This article was originally published by Su-Lin Tan on the 15th Dec 2016 via afr.com.au
Australia's obsession with the real estate gamble just went up a whole new level - betting on which city gets the highest house price growth.
Tabcorp's online website Luxbet is taking bets on which capital city will take the gong for the biggest capital appreciation for 2017.
Top of the list is Melbourne, paying $3, then Hobart at $3.50, Sydney $4.25, Adelaide $4.75 and Brisbane $4.75.
"Despite the possibility of an oversupply of apartments in the CBD area, our analysts are predicting another year of growth in Melbourne property prices with a $1.85 line on the median price at the end of 2017 of $785,000," Luxbet's Dylan Atkinson said.
Luxbet analysts may not be far off the mark.
For the three months until November, Melbourne's led the race with the highest monthly price growth among capital cities.
On Thursday, Corelogic index shows Melbourne catching up to Sydney with the year on year price increase at 12.43 per cent. Sydney prices have risen 13.56 per cent year on year.
Melbourne also consistently outpaces Sydney with the number of auctions on display, offering property punters lots of homes to choose from - a sign of a robust residential market.
Luxbet attributes Hobart's second place ranking to a "boom" in the Tasmanian capital city.
"The line for Hobart's median price for the end of 2017 is set at $345,000 with all signs pointing to a booming market in the Tasmanian capital next year," Mr Atkinson said.
Hobart property prices didn't fare too badly in Corelogic's hedonic index last month either, rising 0.8 per cent.
In February, Hobart outshone Sydney and Melbourne with a sterling 2.9 per cent price rise.
Late last year, experts were already calling out Hobart as the next bright star in the Australian residential property market.
"We believe that Melbourne will be the out-performer of the year, followed by the Gold Coast and Hobart. Each of these respective cities are benefiting from the lower Australian dollar," SQM Research managing director Louis Christopher said.

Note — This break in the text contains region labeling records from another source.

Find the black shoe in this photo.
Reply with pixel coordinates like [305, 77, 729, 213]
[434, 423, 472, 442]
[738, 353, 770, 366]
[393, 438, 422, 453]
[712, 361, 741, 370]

Economic improvements led by the Tasmanian government and a falling unemployment rate has driven demand in the rental market in Hobart, Mr Christopher added.
With the market swarming with wealthy babyboomers, Hobart is primed for more growth, Corelogic head of research Tim Lawless said.
"Investors looking for value should be looking for areas where the lifestyle buyers are going to such as Hobart and Byron Bay," he said.
Add this to existing strong rental demand and undervalued properties, and Tasmania is an investors' dream, Knight Frank Hobart's Scott Newton also said.
Not surprisingly, Darwin and Perth are the big favourites to win in the price fall category.
Luxbet is paying $1.65 for Darwin to claim the biggest decrease in house prices in 2017, ahead of Perth, which pays $3.25. Canberra is in the distance at $6.
"Darwin is the clear favourite to experience the biggest percentage decrease next year with our traders believing that the trend in 2016 of an oversupply in the market due to job losses in the region will continue," Mr Atkinson said.
The same goes for Perth as both cities continue to suffer from the mining downtown and soft economies.
Alternatively, Darwin is paying $51 for a price rise, and Melbourne is paying $17 for a price fall.